The effect of series resistance and surface states on current-voltage (I-V) characteristics of Au/n-GaAs/GaAs structures at wide temperature range

Bengi A., Mammadov T. S. , Ozcelik S. , Altindal Ş.

OPTOELECTRONICS AND ADVANCED MATERIALS-RAPID COMMUNICATIONS, cilt.3, ss.1155-1160, 2009 (SCI İndekslerine Giren Dergi) identifier identifier

  • Cilt numarası: 3 Konu: 11
  • Basım Tarihi: 2009
  • Sayfa Sayıları: ss.1155-1160


The forward and reverse bias current-voltage (I-V) characteristics of Au/n-GaAs/GaAs have been measured in the temperature range of 79-400 K. The effects of density of interface states N(ss) and the series resistance R(s) of structures on the electrical characteristics are investigated as a function of temperature. While the zero-bias barrier phi(Bo) decrease, the ideality factor n increases with a decrease in temperature, the changes are quite significant at low temperatures. Experimental results show that the R(s) and N(ss) cause non-ideal behavior on I-V characteristics. The R(s) is significant especially in the downward curvature of the forward bias I-V characteristics, but the N(ss) are significant in both the linear and non-linear regions of the I-V characteristics.

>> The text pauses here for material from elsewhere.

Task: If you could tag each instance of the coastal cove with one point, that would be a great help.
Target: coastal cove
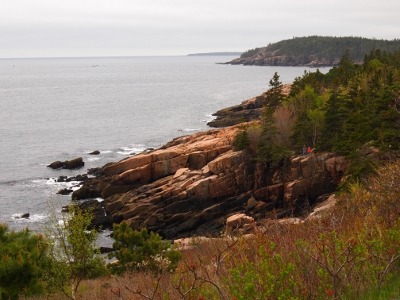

The downward concave curvature of the forward bias I-V curves at sufficiently high voltages has been attributed to the presence of R(s), apart from the N(ss) that are in equilibrium with the semiconductor. The high value of the ideality factor n and the Schottky barrier height phi(Bo) of these structures were attributed to the presence of an interfacial insulator layer between metal and semiconductor. The density of interface states distribution profiles (N(ss)) as a function of (E(c)-E(ss)) was obtained from the forward bias I-V measurements by taking into account the bias dependence of the effective barrier height phi(e) and ideality factor n at different temperatures for the sample on the order similar to 10(13) eV(-1) cm(-2). In addition, the values of n, phi(Bo) and R(s) of these structures have been obtained at each temperatures using Cheung's functions.